İçinden geçmekte bulunduğumuz dönemde birçok otomobil markası kendileri için çığırlar açtı. Kendilerini öyle farklı yerlere konumlandırıp, o kadar iyi gelişmeler kat ettiler ki, artık onlar hakkında kötü düşünmeyi bırakın, fanatiklerini daha da arttırdılar. Özellikle premiumlara göz kırparak artık kullanıcısını bambaşka dünyalara davet eden bir marka söz konusu. Peugeot. Evet Peugeot zaten yıllardır sevilen bir marka olmasına karşılık birçok güçlü modellerle de yıllarca anıldı. Fakat şimdilerde Peugeot öyle bir yere konumlandırdı ki kendini, premium markaların ne gerisinde duruyor ne de onlardan eksik kalıyor. Artık Peugeot modellerini bizzat premium markalarla birlikte anmak çok da zor olmasa gerek…
Markanın bu denli değişim ve devrim rüzgarlarının son eseri olan 408 ise tam bir harf devrimi gibi. Rakamlarla devrim yapan 408 aslında segmentinin de ne olduğunu gözler önüne seriyor bu rakamla. Yani bir 308 veya 3008 olarak C segmentinde değil, evet bir BMW 5 serisi, Mercedes Benz E serisi veya Peugeot 5008 değil, fakat C Buçuktan D segmenti bir otomobil. 408 gerçekten C segmenti olarak anılmayacak ve buraya konumlandırılmayacak bir otomobil. İçine geleceğim elbette ama içine gelene kadar dışına methiyeler düzmemiz gerekir. Son 10 yıl içerisinde üretilen seri üretim otomobiller arasında dış tasarımı en dikkat çeken, şüphesiz herkes tarafından beğenilen bir model oldu.

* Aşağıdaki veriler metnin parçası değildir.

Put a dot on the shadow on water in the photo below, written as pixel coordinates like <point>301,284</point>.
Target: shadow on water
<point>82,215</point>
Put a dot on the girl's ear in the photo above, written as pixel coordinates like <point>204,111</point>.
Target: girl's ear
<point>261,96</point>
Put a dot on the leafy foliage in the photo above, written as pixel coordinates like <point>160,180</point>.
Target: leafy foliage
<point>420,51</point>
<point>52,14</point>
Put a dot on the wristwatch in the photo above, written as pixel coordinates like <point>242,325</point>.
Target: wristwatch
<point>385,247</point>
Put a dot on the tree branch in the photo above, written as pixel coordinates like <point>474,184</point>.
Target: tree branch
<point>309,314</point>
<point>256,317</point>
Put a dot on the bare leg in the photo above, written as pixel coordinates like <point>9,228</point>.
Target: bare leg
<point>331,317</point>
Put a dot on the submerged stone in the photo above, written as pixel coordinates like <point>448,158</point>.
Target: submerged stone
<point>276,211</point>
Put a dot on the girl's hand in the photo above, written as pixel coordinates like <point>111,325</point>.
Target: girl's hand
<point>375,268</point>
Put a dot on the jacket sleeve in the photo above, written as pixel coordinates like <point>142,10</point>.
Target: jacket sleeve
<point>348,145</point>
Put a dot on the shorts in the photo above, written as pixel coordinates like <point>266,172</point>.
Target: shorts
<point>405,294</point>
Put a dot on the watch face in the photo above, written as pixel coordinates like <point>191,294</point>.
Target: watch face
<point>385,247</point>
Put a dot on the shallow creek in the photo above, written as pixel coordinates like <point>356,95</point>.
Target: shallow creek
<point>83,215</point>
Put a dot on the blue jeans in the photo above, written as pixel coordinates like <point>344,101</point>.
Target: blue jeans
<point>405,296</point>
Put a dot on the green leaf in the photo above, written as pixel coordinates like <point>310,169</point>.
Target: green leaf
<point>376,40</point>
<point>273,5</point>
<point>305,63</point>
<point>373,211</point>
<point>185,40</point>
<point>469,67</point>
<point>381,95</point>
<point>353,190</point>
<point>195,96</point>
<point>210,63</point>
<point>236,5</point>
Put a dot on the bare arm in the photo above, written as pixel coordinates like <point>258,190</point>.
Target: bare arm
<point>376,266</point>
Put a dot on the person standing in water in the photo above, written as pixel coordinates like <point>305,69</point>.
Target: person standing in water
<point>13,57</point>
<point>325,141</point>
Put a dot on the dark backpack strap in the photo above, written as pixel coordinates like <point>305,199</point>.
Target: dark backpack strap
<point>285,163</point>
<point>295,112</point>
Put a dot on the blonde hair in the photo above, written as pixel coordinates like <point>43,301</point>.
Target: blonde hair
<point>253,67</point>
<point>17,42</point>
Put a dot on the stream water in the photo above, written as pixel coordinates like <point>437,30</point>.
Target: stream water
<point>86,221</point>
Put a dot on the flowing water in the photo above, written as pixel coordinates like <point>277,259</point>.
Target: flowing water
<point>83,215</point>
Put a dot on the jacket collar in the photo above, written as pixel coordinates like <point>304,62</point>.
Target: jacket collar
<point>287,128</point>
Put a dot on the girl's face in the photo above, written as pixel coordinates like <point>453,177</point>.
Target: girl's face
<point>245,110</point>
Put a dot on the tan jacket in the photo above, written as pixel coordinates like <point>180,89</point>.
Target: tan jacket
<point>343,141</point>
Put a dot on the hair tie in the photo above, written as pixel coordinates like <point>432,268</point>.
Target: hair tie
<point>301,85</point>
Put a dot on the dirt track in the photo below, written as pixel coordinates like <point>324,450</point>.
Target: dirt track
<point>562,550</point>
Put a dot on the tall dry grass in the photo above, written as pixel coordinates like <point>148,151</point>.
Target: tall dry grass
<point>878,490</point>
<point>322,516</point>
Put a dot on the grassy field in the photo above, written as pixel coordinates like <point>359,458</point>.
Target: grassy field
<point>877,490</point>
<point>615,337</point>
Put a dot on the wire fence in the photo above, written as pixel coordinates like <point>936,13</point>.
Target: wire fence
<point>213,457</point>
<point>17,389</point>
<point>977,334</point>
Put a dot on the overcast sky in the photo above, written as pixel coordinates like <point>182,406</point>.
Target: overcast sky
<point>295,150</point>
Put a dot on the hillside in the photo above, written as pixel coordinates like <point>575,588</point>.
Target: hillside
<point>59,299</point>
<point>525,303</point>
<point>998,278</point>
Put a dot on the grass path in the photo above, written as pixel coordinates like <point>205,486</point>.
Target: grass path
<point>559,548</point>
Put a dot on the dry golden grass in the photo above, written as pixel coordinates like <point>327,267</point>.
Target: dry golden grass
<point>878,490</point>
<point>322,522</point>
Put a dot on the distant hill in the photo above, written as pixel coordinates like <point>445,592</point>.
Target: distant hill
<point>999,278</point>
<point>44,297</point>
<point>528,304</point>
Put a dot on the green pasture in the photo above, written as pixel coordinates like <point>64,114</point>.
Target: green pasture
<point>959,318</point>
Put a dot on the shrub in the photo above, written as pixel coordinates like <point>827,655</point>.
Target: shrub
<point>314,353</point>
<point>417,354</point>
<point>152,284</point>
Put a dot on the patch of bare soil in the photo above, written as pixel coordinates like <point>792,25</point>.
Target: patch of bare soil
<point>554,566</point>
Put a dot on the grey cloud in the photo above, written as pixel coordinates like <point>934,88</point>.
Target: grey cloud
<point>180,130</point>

İlk bakışta, 408’in zarif çizgileri ve akıcı hatları sizi büyülüyor. Her detay, özenle seçilmiş ve estetikle harmanlanmış, bir otomobilden beklenenin çok ötesinde bir tasarım anlayışını yansıtıyor. Göz alıcı LED farlar, aracın karakterini vurgularken, özgün ızgarası cesur bir duruş sergiliyor. Evet evet haklısınız! Lamborghini tasarımlarını çok andırıyor. Ve evet halk dilinde “ucuz Uruz” deniliyor evet. Ama bir farkla! Burada konfor devreye giriyor.
İç mekana geçtiğinizde gördüğünüz yaşam alanı; birinci sınıf malzemelerle döşenmiş, özenle tasarlanmış bir yaşam alanına dönüşüyor. Sürücü koltuğuna oturduğunuzda, hissettiğiniz konfor ve lüks, sadece bir aracın değil, bir yaşam tarzının parçası olmanın verdiği ayrıcalıkla örtüşüyor. İ-cockpit mükemmel dengesi ve uyumu ile sizi sararken, geniş cam tavan, doğanın güzelliklerini aracınızın içine taşıyor.
Gözlerin üstünüzde olmasını seviyorsanız, tercih edeceğiniz bir aile otomobili 408 olabilir. Super Coupe görüntüsünün altında mırıl mırıl bir aile otomobili yattığını söyleyebilirim. 536 litrelik bagaj hacmi ise bunun diğer kanıtlarından birisi. Zamanın stationwagonlarının yerini alabilecek bir abide bu otomobil.
Kalbinde çok yakından tanıdığımız 1.2 litrelik 130 beygir güç üreten PureTech motor yatıyor. Bu motor sportif isteklere karşılık veriyor tabi ki ama kütle de bir 208 değil tabi ki. Bundan dolayı daha öngörülebilir bir karakterde aracı kullanmak ekonomi getiriyor. EAT8 tork konvertörlü otomatik şanzımanından artık bahsetmemize gerek bile yok bence. Bu halk için Kemal Sunal ne kadar tanınıyorsa bu şanzıman da öyle bir şey oldu.